When I was in high school my community on the outside appeared to be my choir. In reality MY community only consisted of a handful of people.
When I was in college my community was a group of great girlfriends and every-sleep-deprived design major in my graduating bunch.
When I entered the work force, I missed community. I sat in a corner (literally), lonely in a tiny windowless room with 2 other people.
I stumbled across a new community through a personal development and leadership training. In typical fashion, I stepped up to be a leader in that community. For several years I spent every free moment nurturing that community in one way or another.
Later, as my career really took off I found community at work and in my new found industry. I thrived on learning and teaching everything new and interesting to empower and grow that community. I made a name for myself there.

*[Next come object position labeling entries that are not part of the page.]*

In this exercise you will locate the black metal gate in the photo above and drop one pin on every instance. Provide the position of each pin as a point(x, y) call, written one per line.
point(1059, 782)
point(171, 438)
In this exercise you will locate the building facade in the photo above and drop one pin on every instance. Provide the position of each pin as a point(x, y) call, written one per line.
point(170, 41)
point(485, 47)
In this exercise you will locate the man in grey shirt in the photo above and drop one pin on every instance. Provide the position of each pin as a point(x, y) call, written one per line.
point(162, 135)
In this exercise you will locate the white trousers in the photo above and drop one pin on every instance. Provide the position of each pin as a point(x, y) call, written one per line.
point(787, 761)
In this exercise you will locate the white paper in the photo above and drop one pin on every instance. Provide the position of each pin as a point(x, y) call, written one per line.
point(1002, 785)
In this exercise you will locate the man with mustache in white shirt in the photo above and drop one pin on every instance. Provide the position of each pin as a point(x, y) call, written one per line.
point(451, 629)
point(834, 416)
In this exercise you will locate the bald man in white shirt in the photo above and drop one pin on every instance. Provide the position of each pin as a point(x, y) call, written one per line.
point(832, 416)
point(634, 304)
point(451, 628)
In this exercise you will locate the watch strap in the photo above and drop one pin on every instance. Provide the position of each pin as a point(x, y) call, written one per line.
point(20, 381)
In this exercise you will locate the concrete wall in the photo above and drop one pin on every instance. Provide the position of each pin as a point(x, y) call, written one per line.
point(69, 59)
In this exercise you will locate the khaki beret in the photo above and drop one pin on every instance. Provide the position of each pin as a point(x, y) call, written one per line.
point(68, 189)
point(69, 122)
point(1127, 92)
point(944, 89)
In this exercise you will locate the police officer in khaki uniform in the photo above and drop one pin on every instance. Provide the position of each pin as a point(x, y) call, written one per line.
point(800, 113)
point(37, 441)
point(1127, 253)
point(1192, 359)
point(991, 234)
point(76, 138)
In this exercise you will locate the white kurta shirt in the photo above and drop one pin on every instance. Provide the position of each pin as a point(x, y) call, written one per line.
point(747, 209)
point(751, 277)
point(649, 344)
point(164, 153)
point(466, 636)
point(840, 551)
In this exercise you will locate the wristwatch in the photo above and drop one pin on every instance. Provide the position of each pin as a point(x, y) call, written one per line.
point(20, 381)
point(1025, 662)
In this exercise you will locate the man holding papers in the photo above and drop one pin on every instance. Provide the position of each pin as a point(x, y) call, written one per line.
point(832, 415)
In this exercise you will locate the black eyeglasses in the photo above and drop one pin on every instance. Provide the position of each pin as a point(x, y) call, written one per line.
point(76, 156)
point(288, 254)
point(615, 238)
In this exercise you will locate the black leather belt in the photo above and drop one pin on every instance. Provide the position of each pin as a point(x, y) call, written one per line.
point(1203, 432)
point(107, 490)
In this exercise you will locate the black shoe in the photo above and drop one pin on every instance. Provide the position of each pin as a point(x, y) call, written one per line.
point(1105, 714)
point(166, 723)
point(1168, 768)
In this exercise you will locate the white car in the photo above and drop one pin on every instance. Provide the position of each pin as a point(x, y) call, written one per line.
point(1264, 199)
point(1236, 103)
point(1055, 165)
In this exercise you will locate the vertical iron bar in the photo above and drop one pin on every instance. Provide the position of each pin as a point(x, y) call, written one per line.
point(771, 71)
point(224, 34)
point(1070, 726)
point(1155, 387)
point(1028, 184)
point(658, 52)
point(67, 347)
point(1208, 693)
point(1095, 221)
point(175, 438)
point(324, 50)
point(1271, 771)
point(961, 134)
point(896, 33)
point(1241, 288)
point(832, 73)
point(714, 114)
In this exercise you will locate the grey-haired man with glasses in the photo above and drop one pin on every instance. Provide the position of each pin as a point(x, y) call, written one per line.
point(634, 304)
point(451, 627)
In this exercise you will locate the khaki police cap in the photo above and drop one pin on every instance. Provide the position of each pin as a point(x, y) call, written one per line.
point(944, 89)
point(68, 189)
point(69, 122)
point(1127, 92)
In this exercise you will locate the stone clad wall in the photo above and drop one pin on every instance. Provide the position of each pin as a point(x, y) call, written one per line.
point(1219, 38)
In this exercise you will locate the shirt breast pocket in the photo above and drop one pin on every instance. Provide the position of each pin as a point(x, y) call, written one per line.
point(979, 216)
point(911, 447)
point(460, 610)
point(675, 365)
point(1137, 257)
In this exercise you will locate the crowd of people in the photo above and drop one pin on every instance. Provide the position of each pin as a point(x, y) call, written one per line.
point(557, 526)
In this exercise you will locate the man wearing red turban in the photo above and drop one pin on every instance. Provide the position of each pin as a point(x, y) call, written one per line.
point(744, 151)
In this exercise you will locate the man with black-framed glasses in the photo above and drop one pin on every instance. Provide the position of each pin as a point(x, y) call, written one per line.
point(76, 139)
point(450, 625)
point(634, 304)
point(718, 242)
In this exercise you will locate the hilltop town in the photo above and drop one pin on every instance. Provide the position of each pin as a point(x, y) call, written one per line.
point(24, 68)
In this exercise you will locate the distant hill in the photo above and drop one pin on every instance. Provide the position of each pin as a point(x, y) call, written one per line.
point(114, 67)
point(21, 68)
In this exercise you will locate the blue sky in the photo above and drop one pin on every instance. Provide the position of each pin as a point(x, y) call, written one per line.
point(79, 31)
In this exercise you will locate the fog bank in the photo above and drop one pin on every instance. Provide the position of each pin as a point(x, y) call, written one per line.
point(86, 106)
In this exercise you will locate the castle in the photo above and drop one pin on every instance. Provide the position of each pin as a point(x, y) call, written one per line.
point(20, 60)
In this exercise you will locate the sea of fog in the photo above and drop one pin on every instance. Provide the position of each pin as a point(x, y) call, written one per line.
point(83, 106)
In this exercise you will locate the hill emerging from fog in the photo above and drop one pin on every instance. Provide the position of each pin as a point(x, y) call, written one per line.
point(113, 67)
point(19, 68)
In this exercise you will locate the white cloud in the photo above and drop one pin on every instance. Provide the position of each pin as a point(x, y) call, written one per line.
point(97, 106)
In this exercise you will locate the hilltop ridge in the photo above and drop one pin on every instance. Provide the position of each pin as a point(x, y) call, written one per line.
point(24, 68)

From there, I joined and helped lead a community about community. The whole idea for this particular community was, and is, to bring people together.
A job, and an industry change, resulted in a new community, with new members and new interests. Fun, research, creativity and flexibility were all found in this community.
For the first time, I joined another community while still holding on to the previous. What lessons could I carry over. How could I bring a fresh set of eyes to the existing community I was joining. With a few overlaps comes comparison. Why is this one that way and the other this way?
Through all of this, my circle of human relationships have grown. Some through time, and others through common interest. Many of these human relationships don’t intertwine. I’ve been beginning to ask myself, what happens when you take away the community that was the common element. When you leave a job, do you continue relationships with coworkers? If you join a new community that is in opposition to a previous one, what then? Who stays around? How much of this is dependant upon a mutual agreement rather than just convenience.
My job is to create community. Create togetherness about a cause, a brand, a product, and even food. A chicken vs egg scenario I continually debate is: do I have so much community in my personal life because I’m a natural builder of communities and that’s why/how I got my job OR does my career path encourage this together atmosphere I’ve created with my “personal” life?
In the past month I’ve:
- unsubscribed from about 40% of the blogs I was reading (or skimming) on a regular basis
- unfollowed about 30% of my Twitter connections
- unsubscribed from 85% of the email lists I was receiving
- disconnected (“unliked”) my connected with over 200 brands on Facebook
- unfriended about 30% of my Facebook friends
- removed all work email accounts from my personal iPhone
- reduced the number of apps on my iPhone about 50%
So what do all these numbers and timeline mean? Best I can explain: as someone who longs for “Community” I’m starting a process to keep myself from emersing in every community just because I was invited.
Lowering the lights and kicking a few stragglers out of the party brings new perspective in a crowded room know as “the Internet”.
disclaimer: as part of my journey I’m vowing more of *me* because of the lowered levels of input. So at moments like this I’m going to explore and share and not hold on to it “til the right time”. I have so many unpolished blog posts. This was written via an iDevice during insomnia open-house hours. Spelling and grammar will likely reflect this.